Sept. 29, 2021
Classics and Religion instructor takes on Canadian colonialism with Songs of Justice
Even though he entered university as a music major in the early ‘80s and went on to record a handful of independent gospel/R&B albums in the years that followed, Craig Ginn, a senior instructor in the Department of Classics and Religion, hadn’t written a song in over 15 years. At some point his career in academia simply took precedence over his musical pursuits.
It was a moment of anger that reignited his long dormant songwriting passions.
Ginn had come across an archived political panel discussion on the CBC, from 2017, on the topic of Canada’s first prime minister, Sir John A. Macdonald, and his troubling legacy with respect to First Nations people. Two historians and an Indigenous rights activist debated about whether Macdonald’s statues should be taken down and his name removed from schools and other public institutions. One of the historians argued against such steps, calling for a “timeout” to further assess Canada’s first prime minister.
Ginn, who is of Métis ancestry, felt his teeth grit. “I think we have enough history to go on by now to make a fair assessment,” he says. “I was angry, and I picked up my guitar, which I hadn’t done in a long time.”
Ginn wrote the song Let Justice Roll, a dark folk-rocker and scathing indictment of both Macdonald and those who would absolve him of the steps he put in place which proved catastrophic for First Nations, Inuit and Métis people.
While mixing the song in Calgary’s StudioD, Ginn was encouraged by engineer Steve Dierkens to develop a lyric video for the song, and to continue writing songs born of the intense frustration he was feeling. Slowly, Ginn began accumulating the 10 songs on his album Songs of Justice, which he released online last month, free of charge.
Songs tackle injustices — and strengths
While many of the songs tackle the grave injustices suffered by Canada’s Indigenous Peoples, others, like Voices of Tradition — co-written with UCalgary’s Vice-Provost (Indigenous Engagement), Michael Hart — highlight First Nations’ strength.

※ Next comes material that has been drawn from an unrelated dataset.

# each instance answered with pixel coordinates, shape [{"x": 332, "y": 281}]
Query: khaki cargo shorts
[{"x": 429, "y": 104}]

“It’s a song that recognizes the rich tradition of Indigenous knowledge,” says Ginn. “When I was writing it, I wanted Michael to review the lyrics and help me articulate some of my ideas. He was such a solid consultant and collaborator on the song. And, along with Marica Cassis (department head, Classics and Religion), he was so supportive of the entire project.”
Riley Brandt, University of Calgary
Ginn notes that his wife, Carla Ginn, an assistant professor in the Faculty of Nursing, and Derek Pulliam, engineer at Dog in the Window Records, also collaborated with him on the album’s lyrics.
Another standout track is There for the Money, which takes prime minister Justin Trudeau to task for his mocking, dismissive treatment in 2019 of an activist from Grassy Narrows First Nation, long plagued with mercury poisoning in their water supply.
The intersection of music and religion
A series of songs on the album also address the controversial history of Louis Riel. Some of these songs are informed, in part, by Ginn’s academic research.
“My focus has often been at the intersection of music and religion and the way in which music can express and influence religious belief, doctrine and theology,” he says.
“In some of the Riel songs I incorporate his actual poetry, and if you look at that as a lyric-based medium you’ll find a lot of belief. Some of the poetry was written when he was facing death and it shines a light on both his Christianity and his Indigenous spirituality.”
It’s well worth noting that Ginn wrote the album’s songs before the discovery of unmarked graves on residential school grounds, which has been ongoing since May. Even he never dreamed that Songs of Justice would feel as powerfully relevant as it does today.
“We’re progressing on a post-colonial path, both as a university and as a society,” Ginn says. “We’re making strides, and I thought these songs might be a very small part of the conversation. But I think the discovery of the unmarked graves has awakened a broader base of people, with a stark reality that was really horrifying.
Perhaps these songs will fit into the urgency of the current conversation more than I had ever anticipated.
Indeed, Ginn has been approached by both high school and university teachers who feel that Songs of Justice might be adopted as an effective teaching tool. “I’m working towards creating videos for every song on the album, which would enhance that teaching experience, I feel,” he says.
“To bring some of these songs into classrooms where they could be studied in a historical context, with decolonial interests in mind — that would be very rewarding.”